This weekend, I will be in Selma, Alabama, crossing the Edmund Pettus Bridge along with thousands of others to commemorate a key moment in our history. It was there that, exactly 50 years ago, through the fog of tear gas, the world was given a brief glimpse of the state-sanctioned brutality and intimidation that kept many black Americans powerless in the American South a full century after the abolition of slavery.
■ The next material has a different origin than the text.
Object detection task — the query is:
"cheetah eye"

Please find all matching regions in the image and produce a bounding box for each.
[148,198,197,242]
As forcefully portrayed in last year’s movie, “Selma,” the demonstrations leading up to and including the march to the capitol building in Montgomery were intended in large part to pressure Congress to pass voting rights legislation with robust enforcement mechanisms to prevent state and local officials in Alabama and elsewhere from placing barrier after barrier in front of the ballot box: literacy tests, poll taxes, vouching requirements, the publishing of registrants’ names in newspapers — thus enabling employer retaliation — and many more. Together with outright intimidation and violence, such practices resulted in a voter registration rate among black Alabamans in 1965 that was less than 20 percent, 50 points lower than the registration rate among white Alabamans. The dramatic efforts of those who went to Selma to draw the nation’s attention to such practices resulted, just five months later, in the Voting Rights Act being signed into law with overwhelming bipartisan support.
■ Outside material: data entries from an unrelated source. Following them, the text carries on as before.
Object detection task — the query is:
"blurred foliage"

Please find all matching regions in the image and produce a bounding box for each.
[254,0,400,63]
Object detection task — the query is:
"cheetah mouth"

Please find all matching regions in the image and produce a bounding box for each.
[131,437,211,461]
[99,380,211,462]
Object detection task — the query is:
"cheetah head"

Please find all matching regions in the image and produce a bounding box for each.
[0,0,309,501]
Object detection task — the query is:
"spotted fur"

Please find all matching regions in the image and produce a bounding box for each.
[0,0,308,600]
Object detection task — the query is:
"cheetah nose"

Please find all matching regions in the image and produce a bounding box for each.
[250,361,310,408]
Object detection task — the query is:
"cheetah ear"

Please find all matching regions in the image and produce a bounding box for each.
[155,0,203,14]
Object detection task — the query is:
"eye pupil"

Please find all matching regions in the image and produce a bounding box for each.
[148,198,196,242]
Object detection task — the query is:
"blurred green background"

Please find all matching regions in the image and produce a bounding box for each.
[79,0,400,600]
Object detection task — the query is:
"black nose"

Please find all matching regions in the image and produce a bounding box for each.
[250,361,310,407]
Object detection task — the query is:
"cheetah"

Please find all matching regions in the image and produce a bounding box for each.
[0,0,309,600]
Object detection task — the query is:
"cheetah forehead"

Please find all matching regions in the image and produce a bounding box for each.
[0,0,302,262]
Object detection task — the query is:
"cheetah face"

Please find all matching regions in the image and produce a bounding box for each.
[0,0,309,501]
Because of the 1965 Voting Rights Act, and especially Section 5, its core provision requiring the worst offenders to obtain federal approval before changing their voting practices, the worst voter suppression tactics have been eliminated and the registration and turnout gap between white and Black Americans has largely disappeared.
Yet, significant problems remain. Too many politicians continue to manipulate the rules in ways that ensure the poor, the young, and racial minorities have a needlessly difficult time getting registered and voting a ballot that will count. No doubt, many of the restrictions harm voters who are poor, regardless of their race. But a history of discrimination in areas such as housing, education, and criminal justice — that in many places continues to this day — has preserved and compounded a large wealth gap along racial lines such that racial minorities are disproportionately affected.
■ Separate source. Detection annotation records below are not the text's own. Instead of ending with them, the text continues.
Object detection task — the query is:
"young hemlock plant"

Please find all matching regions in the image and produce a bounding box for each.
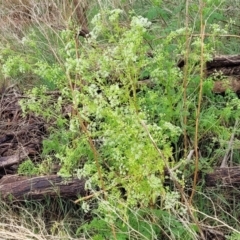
[1,1,239,239]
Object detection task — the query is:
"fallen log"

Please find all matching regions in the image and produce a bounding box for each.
[0,175,87,200]
[205,166,240,187]
[0,149,29,169]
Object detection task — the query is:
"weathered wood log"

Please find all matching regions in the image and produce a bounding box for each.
[0,175,87,200]
[0,149,29,169]
[207,55,240,69]
[205,166,240,187]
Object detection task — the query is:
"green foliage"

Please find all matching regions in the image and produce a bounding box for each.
[0,0,239,239]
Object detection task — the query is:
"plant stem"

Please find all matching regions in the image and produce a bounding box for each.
[189,1,205,204]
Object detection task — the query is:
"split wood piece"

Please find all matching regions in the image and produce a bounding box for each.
[0,149,29,169]
[205,166,240,187]
[0,175,87,200]
[207,55,240,69]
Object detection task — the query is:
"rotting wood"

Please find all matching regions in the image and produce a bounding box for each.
[0,175,87,200]
[0,149,29,169]
[205,166,240,187]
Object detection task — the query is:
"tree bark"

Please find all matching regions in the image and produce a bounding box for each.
[0,175,87,200]
[205,166,240,187]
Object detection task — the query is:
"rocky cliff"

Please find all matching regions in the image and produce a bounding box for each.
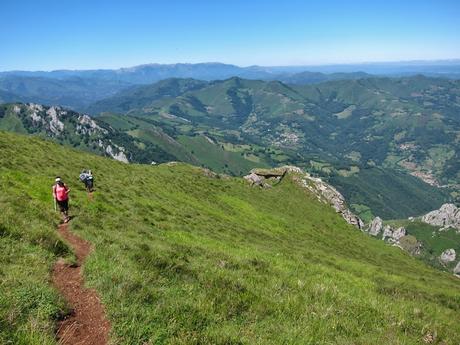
[244,166,364,230]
That wealth gap was in part what was on trial last September in Corpus Christi, Texas, when various witnesses described to a federal court the impact of the state’s photo ID law on them, their families, and their communities. One witness — an elderly black woman and lifelong voter who remembered counting out her grandmother’s poll tax as a child in Mississippi — spoke of needing to divert money for several months, money she would have otherwise used for family necessities, to obtain the underlying documents required to get a valid photo ID. Another witness who worked for a religious charity that helps impoverished individuals recover their ID described the arduous and costly journeys many of her mostly black and Latino clients face in obtaining the information, money, transportation, and time off work needed to get ID.
But for every individual who decided to tell their story in federal court, there are thousands more who were unable or reluctant — sometimes out of embarrassment or fear — to do so.
In my own travels and research in south Texas, I encountered voters who were turned away from the polls because they had only student IDs, voters who were ashamed of not possessing their birth certificate or not having the funds and transportation to easily recover it, voters who were unable to vote with their expired ID, even though it was good enough to establish their identity in every other facet of their life, and voters with unpaid tickets fearful of the office that issues Texas state ID (which doubles as a law enforcement agency). Most common of all, I met voters who had never heard of the law and did not understand its requirements or know whether they met them. Where this happened, I tried to spread information about the law that had not yet reached those who most needed it.
One such place was an old schoolhouse-turned-church in a small town halfway between San Antonio and Laredo called Cotulla, where I gave a brief presentation to the congregation. As I was leaving the brick church, I noticed a small plaque near the front door that read, “President Lyndon Baines Johnson Taught Here in 1928–1929.” It was fitting and fortuitous that I had unwittingly given a voting rights presentation in the same building where the man who signed the Voting Rights Act into law once taught schoolchildren on the Hispanic side of the railroad tracks in the highly-segregated town, an experience about which he later remarked, “I had my first lessons in the high price we pay for poverty and prejudice right here.”
The lessons imparted on a young LBJ in Cotulla clearly influenced his later support of anti-poverty programs and civil rights legislation. But it was in Selma where Americans were given their most vivid lesson on the high price of poverty and prejudice that ultimately led to the passage of the Voting Rights Act.
On this 50th anniversary of that campaign, those now gathering in Selma are no doubt wondering whether this Congress will live up to the example set by their predecessors from both parties in 1965 — and those who renewed the Act’s key protections in 1970, 1975, 1982, and 2006 — and restore the critical voting protections we gained 50 years ago as a result of that movement.